Punto Italiano
Er hat nichts weniger als das Panino erfunden. Wir haben Vincenzo am Zähringerplatz besucht.
Im italienischen Spezialitätenladen Punto Italiano gibt es nicht nur den stärksten Espresso der Stadt für 3 Franken oder ein Birra Moretti für 2 Franken 50, sondern gleich noch Geschichten aus dem Leben von Vincenzo mit dazu. Er ist der Erfinder des Panino und hat uns sein Geheimnis verraten.

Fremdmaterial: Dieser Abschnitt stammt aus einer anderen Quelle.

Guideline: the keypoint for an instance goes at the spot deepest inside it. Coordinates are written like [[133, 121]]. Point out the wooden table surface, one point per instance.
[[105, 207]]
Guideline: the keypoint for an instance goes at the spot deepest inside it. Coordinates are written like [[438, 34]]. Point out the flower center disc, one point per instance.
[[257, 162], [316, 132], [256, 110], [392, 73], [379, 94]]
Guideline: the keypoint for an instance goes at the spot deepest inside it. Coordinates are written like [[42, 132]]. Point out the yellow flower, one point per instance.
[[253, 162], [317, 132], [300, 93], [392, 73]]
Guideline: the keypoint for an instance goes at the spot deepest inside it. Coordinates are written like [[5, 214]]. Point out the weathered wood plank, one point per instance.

Seit heute kenne ich den Mann, der das Panino erfunden hat. Vincenzo steht hinter der Aufschnittmaschine in seinem kleinen Laden Punto Italiano am Zähringerplatz. Im Hintergrund läuft der Fernseher. Velofahrer strampeln am Giro d’Italia den Vulkan Ätna hoch. Vincenzo verschränkt die Arme über seinem Bauch und schaut kritisch auf den Bildschirm, dann dreht er sich wieder zu mir und fragt, ob ich von dieser Frau gehört hätte, die in den Vulkan gefallen sei. Um Himmels willen, nein! Vor zwanzig Jahren stieg eine Schweizerin für das perfekte Ferienfoto auf den Ätna. Sie lehnte sich etwas zu weit nach vorne und fiel in den Krater hinein. «Sie isch einfach verchochet», sagt Vincenzo, holt kurz Luft und setzt dann noch einen oben drauf: «Das war ihre Hochzeitsreise!» Ich muss laut lachen. Er hat einen Sinn für das Tragikomische, der Vincenzo.
Vincenzo schneidet weiter Schinken, Salami und Käse auf und drapiert alles hübsch auf drei Platten. Eine Bestellung, die gleich von einer jungen Frau abgeholt wird. Kaum ist sie mit einem Fuss aus dem Laden draussen, lacht mich Vincenzo stolz an: «Weisst du, was sie dafür bezahlt hat? 160 Franken.» So frisch und günstig bekommt man bei niemand anderem ganz Italien auf dem Silbertablett serviert. In der Glasvitrine hat er regionale italienische Fleisch- und Käsespezialitäten (es lohnt sich, vormittags gegen 11 Uhr beim Laden vorbeizugehen und sich die Vitrine anzuschauen, bevor sie dann um 13 Uhr leergekauft ist). Die Panini, warme Foccace und Piadine, ob mit Coppa, Rohschinken, Bresaola oder vegetarischen Alternativen, gibt es für durchschnittlich 6 Franken 50.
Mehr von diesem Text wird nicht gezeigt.